From the Guidelines
The diagnostic approach for fatigue should begin with a comprehensive history and physical examination, focusing on the onset, pattern, duration, and associated or alleviating factors of fatigue, as well as an evaluation of disease status and treatable contributing factors, as recommended by the American Society of Clinical Oncology clinical practice guideline adaptation 1. The approach should include:
- A focused fatigue history, including onset, pattern, duration, and change over time, as well as associated or alleviating factors 1
- An evaluation of disease status, including the risk of recurrence based on stage, pathologic factors, and treatment history 1
- An assessment of treatable contributing factors, such as comorbidities, medications, alcohol/substance abuse, nutritional issues, and deconditioning 1
- A review of systems to determine if other symptoms substantiate suspicion for recurrence or other underlying conditions 1
- Consideration of laboratory evaluation based on the presence of other symptoms, onset, and severity of fatigue, including complete blood count, comprehensive metabolic panel, and endocrinologic evaluation 1
- Referral to an appropriately trained professional, such as a cardiologist, endocrinologist, mental health professional, or internist, if necessary 1 This approach allows for a systematic evaluation of common causes of fatigue, including anemia, thyroid disorders, nutritional deficiencies, and inflammatory conditions, and addresses lifestyle factors like sleep hygiene, stress management, and physical activity, which are often crucial in managing symptoms.
From the Research
Diagnostic Approach for Fatigue
The diagnostic approach for fatigue involves a comprehensive history and physical examination to guide the workup and diagnosis.
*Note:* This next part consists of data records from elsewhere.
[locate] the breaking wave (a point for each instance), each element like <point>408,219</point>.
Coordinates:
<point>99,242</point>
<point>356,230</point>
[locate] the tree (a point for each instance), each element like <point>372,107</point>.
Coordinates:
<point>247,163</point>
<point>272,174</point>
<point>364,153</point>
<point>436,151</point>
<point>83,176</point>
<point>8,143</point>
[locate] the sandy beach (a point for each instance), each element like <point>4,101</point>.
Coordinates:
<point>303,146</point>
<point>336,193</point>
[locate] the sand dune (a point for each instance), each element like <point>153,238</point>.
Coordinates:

- A comprehensive history and cardiopulmonary, neurologic, and skin examinations help guide the workup and diagnosis 2.
- The history and physical examination should focus on identifying common secondary causes (e.g., medications, anemia, pregnancy) and life-threatening problems, such as cancer 3.
- Fatigue can be classified as physiologic, secondary, or chronic, and the diagnostic approach should take this into account 3, 2.
Laboratory Investigations
Laboratory investigations have a low yield in discovering treatable physical disorders in patients with chronic fatigue.
- Physical examinations produced diagnostic information in 2% of patients, and laboratory investigations elucidated the cause of fatigue in 5% of patients 4.
- Results of laboratory studies affect management in only 5 percent of patients, and if initial results are normal, repeat testing is generally not indicated 3.
- Investigations beyond the history, physical examination, and simple laboratory tests are needed only in the presence of additional symptoms or findings 5.
Special Considerations
Certain conditions, such as myalgic encephalomyelitis/chronic fatigue syndrome (ME/CFS), require special consideration in the diagnostic approach.
- ME/CFS is a chronic, severe, and potentially debilitating disorder with demonstrated inflammatory, neurologic, immunologic, and metabolic abnormalities 2.
- The most important symptom of ME/CFS is postexertional malaise, and exercise can be harmful to patients with ME/CFS because it can trigger postexertional malaise 2.
- Patients with ME/CFS should be educated about pacing their activity not to exceed their limited energy capacity 2.
Pediatric Considerations
The approach to the child with fatigue requires consideration of age, targeted questions, physical examination clues, and some laboratory first-level tests.